In communicating this with executives, we sometimes resort to metaphors, and the most important metaphor for cybersecurity and its governance is that of the immune system. Your body’s immune system wages war against incoming viruses and pathogens continuously. You have a sophisticated set of biological systems that prevent infection and ward off illness, by attacking the invaders. Your skin acts like a network firewall against invaders. You have cells in your body that recognize invaders, much like antivirus programs. Your body learns how to defeat serious diseases by being vaccinated which simply tells your immune system what the “bad guys” look like. Similarly, in cyberspace, there are email filtering systems which exchange information (like a vaccination) about what malicious emails look like, so that they can be identified and quarantined from your users.
Most people don’t understand the details of their own immune system, they just know it works, and it works better if you are kept healthy, so they create policies for themselves that help them stay healthy, and similar policies can apply to cyber governance. If you have a rule to go to the gym three days a week to exercise, you have created a governance policy for yourself.

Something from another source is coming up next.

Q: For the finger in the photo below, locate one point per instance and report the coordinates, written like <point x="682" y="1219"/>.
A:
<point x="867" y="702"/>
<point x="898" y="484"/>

Cybersecurity can work in the same way.
So here are some simple metaphors you can use to make sure you are putting the right governance policies in place for your IT systems:
Exercise Regularly – You have to train your muscles, so you need to train your people on cybersecurity. It is important to have education and testing programs that teach your employees how to avoid malicious emails, and scams which might be propagated by email, text, of phone. All employees should be trained on social engineering techniques that can be used against them. Your cyber professionals need to practice mock responses to potential attacks, such as though tabletop exercises. A healthy body that exercises can respond faster and more quickly to an illness. This metaphor translates to you cyber governance.
Get regular checkups – Most people know they do not have the expertise to diagnose and treat themselves. We go to doctors and other health professionals. These doctors run tests, observe symptoms, and sometimes intervene with treatments. The same logic applies to cybersecurity. You should regularly get your systems checked by outside cyber experts who can see if there’s an infection present, or if you are vulnerable in some way to a cyber-attack. The checkups in the form of risk analyses, IT audits, and penetration tests will give your organization the information and recommendation needed to stay healthy.

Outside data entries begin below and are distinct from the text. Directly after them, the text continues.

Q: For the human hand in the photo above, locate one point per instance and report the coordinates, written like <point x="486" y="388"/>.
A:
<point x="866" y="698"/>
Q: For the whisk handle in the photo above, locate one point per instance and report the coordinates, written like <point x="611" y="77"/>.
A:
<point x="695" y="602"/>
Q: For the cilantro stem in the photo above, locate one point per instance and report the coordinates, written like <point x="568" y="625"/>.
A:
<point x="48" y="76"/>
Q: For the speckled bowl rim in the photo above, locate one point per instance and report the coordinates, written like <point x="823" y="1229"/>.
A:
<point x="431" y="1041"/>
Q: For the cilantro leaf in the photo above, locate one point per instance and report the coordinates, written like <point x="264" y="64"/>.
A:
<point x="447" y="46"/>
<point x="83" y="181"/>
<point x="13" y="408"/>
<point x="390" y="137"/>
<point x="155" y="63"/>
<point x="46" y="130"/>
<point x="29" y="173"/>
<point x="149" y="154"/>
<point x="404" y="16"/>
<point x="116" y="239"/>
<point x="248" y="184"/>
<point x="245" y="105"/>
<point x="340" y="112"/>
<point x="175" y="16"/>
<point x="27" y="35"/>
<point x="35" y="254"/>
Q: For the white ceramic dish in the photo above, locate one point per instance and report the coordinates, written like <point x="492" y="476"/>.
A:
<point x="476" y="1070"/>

Get vaccinated – Vaccines quite literally tell your immune system what a dangerous virus looks like, so that it can destroy it in the future if it sees one. You need to justify some of the smart cyber systems to protect your network, like email filters, crow strike and the like, who share information with your systems so that they can identify and destroy malware, dangerous emails, and shield you from dangerous web sites.
Eat Correctly – The biggest thing about this point is that you have to feed your body and immune system to stay healthy. This is a no-brainer for healthy people, when applied to cybersecurity it means that you have to properly budget for cybersecurity, and realize it is an ongoing commitment for the organization, and not just a one-time event to get an audit or assessment. Allocate budget and think about the things you will spend it on to put yourself in the healthiest position.

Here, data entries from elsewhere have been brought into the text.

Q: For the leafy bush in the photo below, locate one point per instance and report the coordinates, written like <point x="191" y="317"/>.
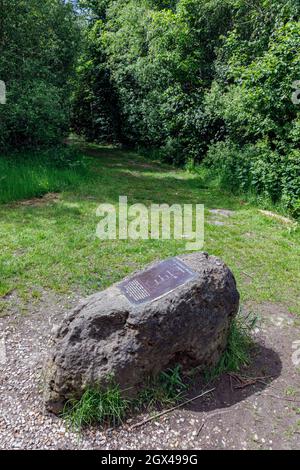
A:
<point x="38" y="48"/>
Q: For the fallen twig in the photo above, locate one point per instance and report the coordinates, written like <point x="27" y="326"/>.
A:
<point x="141" y="423"/>
<point x="222" y="412"/>
<point x="244" y="381"/>
<point x="280" y="398"/>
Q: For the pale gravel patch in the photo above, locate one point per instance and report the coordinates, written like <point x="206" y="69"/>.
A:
<point x="255" y="420"/>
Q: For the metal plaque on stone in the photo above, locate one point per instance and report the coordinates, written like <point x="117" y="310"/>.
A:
<point x="157" y="281"/>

Thinking about the steps you take to be healthy can help you think about your cybersecurity governance approach. By realizing you have to exercise your staff’s security awareness skill and response plans; get regular checkups from cybersecurity firms; inoculate your organization using products to better recognize threats; and properly plan budgets to stay healthy; you can learn to think about cybersecurity governance in terms of a more tangible model – keeping your organization healthy.